The problem ran afoul of applications' implementers who were protective 
of their users applying their own rules on what names were valid or 
invalid. This could lead to further problems of a registry or registrar 
selling a name and a registry registering a name that can not be 
resolved because the application designer deems it too dangerous or will 
not resolve or display the name. These issues were explored in the 
report and recommendations made to the IETF for modifying the protocol. 
There is a general principle that anything not restricted in the 
protocol will be used somewhere in the DNS.
 From discussions with the applications area directors about issues, it 
would seem reasonable to assume some Internet Engineering Steering Group 
(IESG) action but not in so far as what the IETF has written is not 
interoperable or written in such a way that the designers consider 
satisfactory.

Bruce Tonkin commented that looking at the combination of the IDNA and 
the ICANN guidelines, there were degrees of freedom with particular 
characters, character equivalence tables etc. which led to two issues:
- with different registries it made it difficult for an application 
designer because of changes over time
- there were variations depending on which tld.

John Klensin commented that the applications developers on the user 
application side should be differentiated from those on the registrar 
side where there was a problem. On the user side, in theory, unless the 
application developer decided that they had a higher obligation to 
protect their users above and beyond what the protocols specified, then 
all the application developer needed to do was to follow the standard 
and look up those things. No one committed to the global 
interoperability of the DNS, had suggested anything about per zone or 
per TLD rules which would change the look up rules. For the application 
designer, designing an application to look something up, the only issue 
was whether it could be found or not. Any restrictions, applied by the 
ICANN guidelines or other rules, including the JET guidelines in 
Chinese, Japanese and Korean, pertained to what was registered, not to 
the interpretation. The rules provided a way to bind names together, so 
if there were a potentially confusing pair or triplet of names, the 
rules provided a formal way to find the pair or triplet and provided a 
rule for the registry that if one of them were registered, the other 
could not be registered or if one were registered, the other could only 
be registered by the same registrant. Nothing on the look up side 
changed the interpretation of a name. However, there were propositions 
for violating the standards by changing the lookup rules which would 
only result in the fragmentation of the Internet.
The registrar side caused concern as different registries applied 
different rules. The registrars might have to know which registry they 
were dealing with to know which rules to apply or to be able to predict 
the registry behaviour. However, this is an existing problem. This 
illustrates a situation where IDN makes everything worse by adding tens 
of thousands of characters, depending on how 36 or 60 odd characters 
would be counted that could be currently registered.

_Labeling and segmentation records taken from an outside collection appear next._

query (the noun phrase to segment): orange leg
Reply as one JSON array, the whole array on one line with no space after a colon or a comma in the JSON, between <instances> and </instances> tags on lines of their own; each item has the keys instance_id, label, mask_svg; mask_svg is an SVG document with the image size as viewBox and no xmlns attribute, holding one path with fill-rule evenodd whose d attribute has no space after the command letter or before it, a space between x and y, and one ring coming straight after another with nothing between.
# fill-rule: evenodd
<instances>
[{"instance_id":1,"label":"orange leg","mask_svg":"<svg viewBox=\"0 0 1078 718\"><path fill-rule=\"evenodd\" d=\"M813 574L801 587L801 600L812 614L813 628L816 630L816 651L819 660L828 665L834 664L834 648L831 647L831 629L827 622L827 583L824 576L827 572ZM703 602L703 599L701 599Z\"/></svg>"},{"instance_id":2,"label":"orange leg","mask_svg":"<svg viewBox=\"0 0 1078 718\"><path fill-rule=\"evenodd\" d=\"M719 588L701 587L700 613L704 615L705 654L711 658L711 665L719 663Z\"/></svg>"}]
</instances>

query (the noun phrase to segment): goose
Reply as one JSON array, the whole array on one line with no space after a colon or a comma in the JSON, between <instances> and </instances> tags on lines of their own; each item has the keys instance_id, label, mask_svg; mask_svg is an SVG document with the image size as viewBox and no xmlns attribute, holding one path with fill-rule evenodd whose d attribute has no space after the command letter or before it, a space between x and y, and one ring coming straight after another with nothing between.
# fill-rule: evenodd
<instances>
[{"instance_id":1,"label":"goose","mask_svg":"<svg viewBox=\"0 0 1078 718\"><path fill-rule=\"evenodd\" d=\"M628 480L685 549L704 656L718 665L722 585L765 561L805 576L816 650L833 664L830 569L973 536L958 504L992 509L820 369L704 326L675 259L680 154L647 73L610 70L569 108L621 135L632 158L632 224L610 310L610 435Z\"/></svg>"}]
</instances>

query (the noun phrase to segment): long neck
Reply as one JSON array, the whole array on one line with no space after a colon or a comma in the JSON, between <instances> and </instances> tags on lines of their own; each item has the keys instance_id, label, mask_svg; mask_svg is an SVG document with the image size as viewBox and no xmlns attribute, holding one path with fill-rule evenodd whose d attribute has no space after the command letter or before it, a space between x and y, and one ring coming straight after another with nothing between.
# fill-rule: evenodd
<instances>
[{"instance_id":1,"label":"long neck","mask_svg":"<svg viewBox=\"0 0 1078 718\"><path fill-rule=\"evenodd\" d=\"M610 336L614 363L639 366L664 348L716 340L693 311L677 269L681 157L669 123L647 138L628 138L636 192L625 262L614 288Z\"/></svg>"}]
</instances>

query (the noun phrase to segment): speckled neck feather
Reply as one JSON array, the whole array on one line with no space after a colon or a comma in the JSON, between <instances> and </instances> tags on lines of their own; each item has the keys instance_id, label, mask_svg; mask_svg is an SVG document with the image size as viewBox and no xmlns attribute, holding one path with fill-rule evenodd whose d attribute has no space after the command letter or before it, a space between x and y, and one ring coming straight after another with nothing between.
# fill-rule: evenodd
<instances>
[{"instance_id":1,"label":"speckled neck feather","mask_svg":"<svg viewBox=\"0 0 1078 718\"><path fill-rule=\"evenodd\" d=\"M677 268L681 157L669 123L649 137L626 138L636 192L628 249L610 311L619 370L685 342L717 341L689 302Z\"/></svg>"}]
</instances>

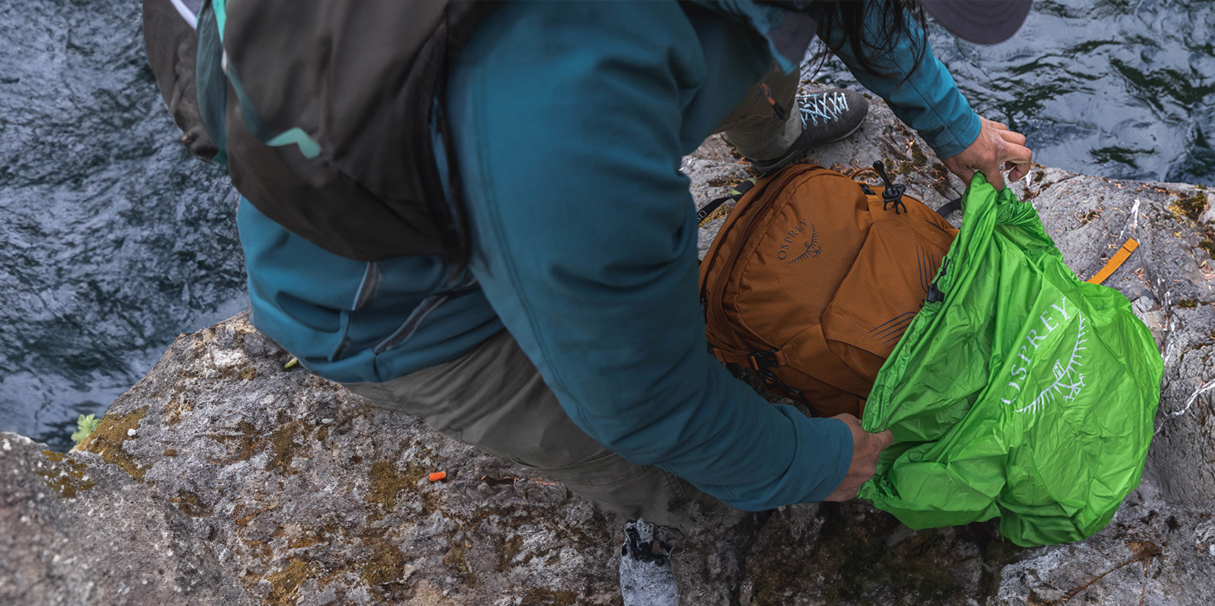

Ross Rader commented that in section 4. Specific Recommendations for 
Next Steps policy and technical implications had not been sufficiently 
disentangled for bodies such as the GNSO Council or the IETF to continue 
further work.

John Klensin responded: "If somebody made me king, I could tell you who 
ought to be doing it but no one is likely to do that." However he did 
suggest that depending on the position the IAB would take, stronger 
recommendations could be made. At the policy level there were two 
issues: country code registries would be affected as much as the gtld 
registries by IDN issues and while in principle if the GNSO Council 
reached agreement confirmed by the Board, gTLD behaviour could be 
mandated but not cctld behaviour. These problems should be confronted in 
cooperation and participation with other affected bodies. Rather than 
developing policy in the traditional sense, there should be agreement 
about what constitutes safe and unsafe practices followed by a clear 
concept and responsibility for the policy. For example, if a ccTLD were 
to adopt extremely liberal policies about registrations, countries with 
consumer protection in their political cultures would presumably come 
down on those registries in a less ambiguous way and with more 
authority, than ICANN could do. This is a new area for ICANN and the 
community which still needs clarifying.

Patrik Fälström commented that in section 4 the IAB explicitly listed 
and compiled the issues in a way that had not been done before without 
identifying who should take care of each concern. Many of them were 
overlapping and should be taken into consideration by the IETF, ICANN 
policy work, application developers in writing applications, and the 
Intellectual Property Rights community looking at dispute resolution 
processes. The IAB was concerned that each organisation tried to solve 
their piece of the puzzle and assumed that the other pieces were taken 
care of by someone else. It is hoped that the IETF and ICANN, or similar 
organizations with overlapping or touching pieces of the puzzle could 
work together toward a total solution.The IAB is not expected to be more 
specific nor is that the goal of section 4 in the paper.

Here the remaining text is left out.